ツルギに引っ張られる形で、それに数歩近づいた。足がなんだか竦んでしまう。トキコの身長の2倍くらいある。キャタピラの脚だったことと、アームがバキバキに折れてだらりと垂れていることだけはよくわかる。日に当たる場所は乾き出していて、日陰や隙間がまだ濡れて黒くツヤツヤと光っていた。
「ポンコツはコアを傷つけずに壊すからな。その辺はなかなか有能だ」
「じゃあポンコツじゃないじゃん」
「ポンコツはうぜえからポンコツだ」
トキコは手袋越しに、機械の残骸に触れてみる。陽の光を吸収して熱を込めていたようで、じんわりと熱いのがわかった。

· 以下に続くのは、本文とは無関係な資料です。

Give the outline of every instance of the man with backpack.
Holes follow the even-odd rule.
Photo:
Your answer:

「クソガキ。バラすの手伝え。この奥にコアがあって精密機器を取り出したいんだ」
ウェルの声に、少しだけ驚いて手を機械から離す。
「そんなの、何に使うの?」
「機械類の修理と、ほとんどは交易に出すんだよ」
機械類は、シェイリが使うタブレットやパソコンに清浄機器やバイクにだって再利用できるのだという。それをツルギが教えてくれた。
ウェルはトキコに「鉄板を壊せ」とか、「アームを千切れ」とかどうしてだか怒り口調で指示、と言うよりはもはや命令していく。廃材を地面に投げ捨てていたツルギもウェルを何度か嗜めていたが、聞く耳を持つわけがなかった。

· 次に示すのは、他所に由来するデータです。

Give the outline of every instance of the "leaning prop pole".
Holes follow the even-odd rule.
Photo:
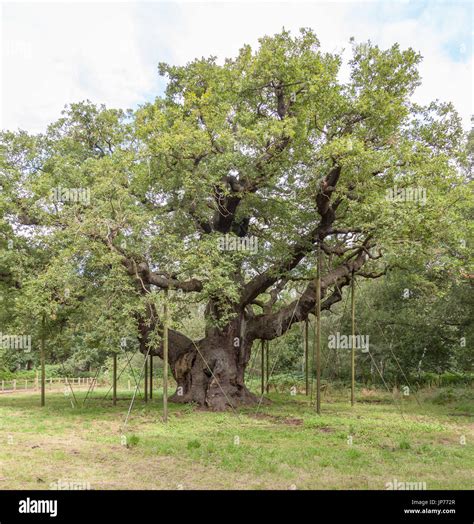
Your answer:
[[[41,320],[41,354],[40,354],[40,359],[41,359],[41,407],[43,407],[46,403],[46,370],[45,370],[46,368],[46,365],[45,365],[45,360],[46,360],[45,336],[46,336],[46,333],[45,333],[45,327],[46,327],[46,316],[43,313],[43,318]]]
[[[351,282],[351,320],[352,320],[352,342],[351,342],[351,406],[355,403],[355,275],[352,273]]]
[[[316,251],[316,413],[321,414],[321,250]]]
[[[163,422],[168,422],[168,290],[165,289],[163,322]]]
[[[260,381],[261,381],[261,390],[262,395],[265,393],[265,340],[262,342],[262,355],[261,355],[261,368],[260,368]]]

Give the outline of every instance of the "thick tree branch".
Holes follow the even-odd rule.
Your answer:
[[[325,298],[330,286],[335,285],[335,291],[321,304],[322,309],[329,309],[341,300],[341,289],[350,283],[354,273],[364,265],[368,257],[360,250],[354,260],[345,261],[321,278],[321,298]],[[281,336],[295,322],[308,318],[314,311],[316,290],[314,280],[308,284],[301,297],[282,307],[275,313],[257,315],[249,322],[249,334],[254,338],[272,340]]]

数十分、作業したところで突然ウェルは「終わんねえ!!」と声を荒げた。持っていた廃材を下に投げて、機械の山からガラガラと降りていく。ちょっとくらい転べば良いのにと思ったが、彼は器用に地面に降り立った。
ウェルはどかりと地面に座り込んで、鞄から水筒を出して、水分補給用のチューブを使って水を飲んでいた。
「クソガキ2人も、適当に休んでろ」
トキコは出っ張った金属片に足をかけて、上へと登った。手を伸ばした先の天辺を目指した。
「何してんだ?」
「登ったら景色良いかも」
「転んでも知らねえぞ」
少し下にいたツルギは少し呆れたように笑って、そのままトキコの後を追うように一緒に来てくれた。トキコが足を取られている間にツルギはすいすいと登って先に天辺に到着して、トキコに手を差し出した。
ツルギに引っ張られて、ようやく登り切れたのだった。